Date: 21.6.2021
Nanodecoys made from human lung spheroid cells (LSCs) can bind to and neutralize SARS-CoV-2, promoting viral clearance and reducing lung injury in a macaque model of COVID-19.
By mimicking the receptor that the virus binds to rather than targeting the virus itself, nanodecoy therapy could remain effective against emerging variants of the virus.
SARS-CoV-2 enters a cell when its spike protein binds to the angiotensin-converting enzyme 2 (ACE2) receptor on the cell's surface. LSCs – a natural mixture of lung epithelial stem cells and mesenchymal cells – also express ACE2, making them a perfect vehicle for tricking the virus.

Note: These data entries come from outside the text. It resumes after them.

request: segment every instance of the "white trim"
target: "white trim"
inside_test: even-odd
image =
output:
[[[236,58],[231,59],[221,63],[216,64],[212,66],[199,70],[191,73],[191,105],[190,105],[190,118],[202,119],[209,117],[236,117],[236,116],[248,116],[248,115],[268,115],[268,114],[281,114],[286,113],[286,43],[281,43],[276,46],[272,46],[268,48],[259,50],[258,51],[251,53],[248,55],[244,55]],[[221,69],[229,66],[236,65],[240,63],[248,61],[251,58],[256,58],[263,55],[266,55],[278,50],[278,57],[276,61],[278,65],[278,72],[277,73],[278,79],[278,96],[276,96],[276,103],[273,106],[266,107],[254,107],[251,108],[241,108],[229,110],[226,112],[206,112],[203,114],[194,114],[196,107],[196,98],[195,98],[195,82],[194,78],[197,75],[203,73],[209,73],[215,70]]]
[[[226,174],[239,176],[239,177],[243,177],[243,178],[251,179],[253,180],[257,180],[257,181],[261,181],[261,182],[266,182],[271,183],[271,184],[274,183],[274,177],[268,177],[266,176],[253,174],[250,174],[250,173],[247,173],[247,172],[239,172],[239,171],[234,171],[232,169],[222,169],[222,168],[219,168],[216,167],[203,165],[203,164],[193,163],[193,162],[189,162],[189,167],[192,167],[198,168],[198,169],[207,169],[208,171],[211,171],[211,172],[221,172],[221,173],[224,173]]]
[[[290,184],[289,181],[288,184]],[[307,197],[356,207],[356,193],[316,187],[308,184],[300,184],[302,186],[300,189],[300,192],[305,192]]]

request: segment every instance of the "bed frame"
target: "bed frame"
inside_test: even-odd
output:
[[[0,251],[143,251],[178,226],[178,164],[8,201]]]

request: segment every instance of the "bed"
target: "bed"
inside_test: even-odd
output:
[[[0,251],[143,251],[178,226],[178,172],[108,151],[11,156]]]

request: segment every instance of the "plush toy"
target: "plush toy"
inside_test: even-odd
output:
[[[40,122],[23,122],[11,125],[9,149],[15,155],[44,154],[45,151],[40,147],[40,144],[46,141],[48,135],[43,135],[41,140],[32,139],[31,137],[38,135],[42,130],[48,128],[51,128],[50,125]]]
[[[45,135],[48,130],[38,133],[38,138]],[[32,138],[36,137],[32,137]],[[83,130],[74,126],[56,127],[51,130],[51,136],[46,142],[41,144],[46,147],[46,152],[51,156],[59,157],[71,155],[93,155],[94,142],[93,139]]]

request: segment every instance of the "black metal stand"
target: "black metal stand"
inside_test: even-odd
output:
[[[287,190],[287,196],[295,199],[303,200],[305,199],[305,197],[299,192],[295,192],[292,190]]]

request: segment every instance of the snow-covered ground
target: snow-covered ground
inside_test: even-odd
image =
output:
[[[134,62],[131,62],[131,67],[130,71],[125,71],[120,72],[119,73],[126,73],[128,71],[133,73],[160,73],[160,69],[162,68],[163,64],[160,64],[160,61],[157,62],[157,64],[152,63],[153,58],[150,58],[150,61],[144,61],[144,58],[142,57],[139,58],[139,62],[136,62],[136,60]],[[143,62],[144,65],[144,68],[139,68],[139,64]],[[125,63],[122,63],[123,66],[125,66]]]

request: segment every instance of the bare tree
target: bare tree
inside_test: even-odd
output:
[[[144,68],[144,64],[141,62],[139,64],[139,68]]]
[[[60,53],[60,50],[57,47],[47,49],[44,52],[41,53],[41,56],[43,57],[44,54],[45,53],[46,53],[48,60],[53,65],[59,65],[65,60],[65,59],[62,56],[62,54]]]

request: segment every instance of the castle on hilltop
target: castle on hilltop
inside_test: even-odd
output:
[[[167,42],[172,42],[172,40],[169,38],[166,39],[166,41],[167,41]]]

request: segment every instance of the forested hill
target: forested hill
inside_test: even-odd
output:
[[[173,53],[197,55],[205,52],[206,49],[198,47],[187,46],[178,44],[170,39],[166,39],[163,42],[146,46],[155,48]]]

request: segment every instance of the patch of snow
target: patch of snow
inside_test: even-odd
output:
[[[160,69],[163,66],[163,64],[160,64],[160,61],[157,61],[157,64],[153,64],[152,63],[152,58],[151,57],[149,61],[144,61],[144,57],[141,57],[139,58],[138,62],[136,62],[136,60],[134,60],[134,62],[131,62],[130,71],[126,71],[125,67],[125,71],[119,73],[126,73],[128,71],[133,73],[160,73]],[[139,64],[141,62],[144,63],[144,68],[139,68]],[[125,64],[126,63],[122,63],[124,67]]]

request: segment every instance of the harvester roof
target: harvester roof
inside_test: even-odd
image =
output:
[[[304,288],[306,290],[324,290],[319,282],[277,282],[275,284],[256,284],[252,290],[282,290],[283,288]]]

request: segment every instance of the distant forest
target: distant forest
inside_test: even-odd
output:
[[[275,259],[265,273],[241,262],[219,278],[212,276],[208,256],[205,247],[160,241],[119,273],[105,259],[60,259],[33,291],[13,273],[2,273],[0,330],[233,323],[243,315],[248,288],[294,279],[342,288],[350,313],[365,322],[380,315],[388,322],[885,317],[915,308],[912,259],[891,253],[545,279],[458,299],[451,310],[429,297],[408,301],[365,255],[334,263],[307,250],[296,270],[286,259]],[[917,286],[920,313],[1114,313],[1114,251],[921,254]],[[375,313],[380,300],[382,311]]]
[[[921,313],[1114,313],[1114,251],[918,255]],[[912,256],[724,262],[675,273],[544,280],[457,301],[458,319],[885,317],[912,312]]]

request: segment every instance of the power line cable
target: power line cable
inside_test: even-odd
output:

"If you think of the spike protein as a key and the cell's ACE2 receptor as a lock, then what we are doing with the nanodecoys is overwhelming the virus with fake locks so that it cannot find the ones that let it enter lung cells," says Ke Cheng, corresponding author of the research. "The fake locks bind and trap the virus, preventing it from infecting cells and replicating, and the body's immune system takes care of the rest."
These nanodecoys are essentially cell 'ghosts,' and one LSC can generate around 11,000 of them," Cheng says. "Deploying millions of these decoys exponentially increases the surface area of fake binding sites for trapping the virus, and their small size basically turns them into little bite-sized snacks for macrophages, so they are cleared very efficiently."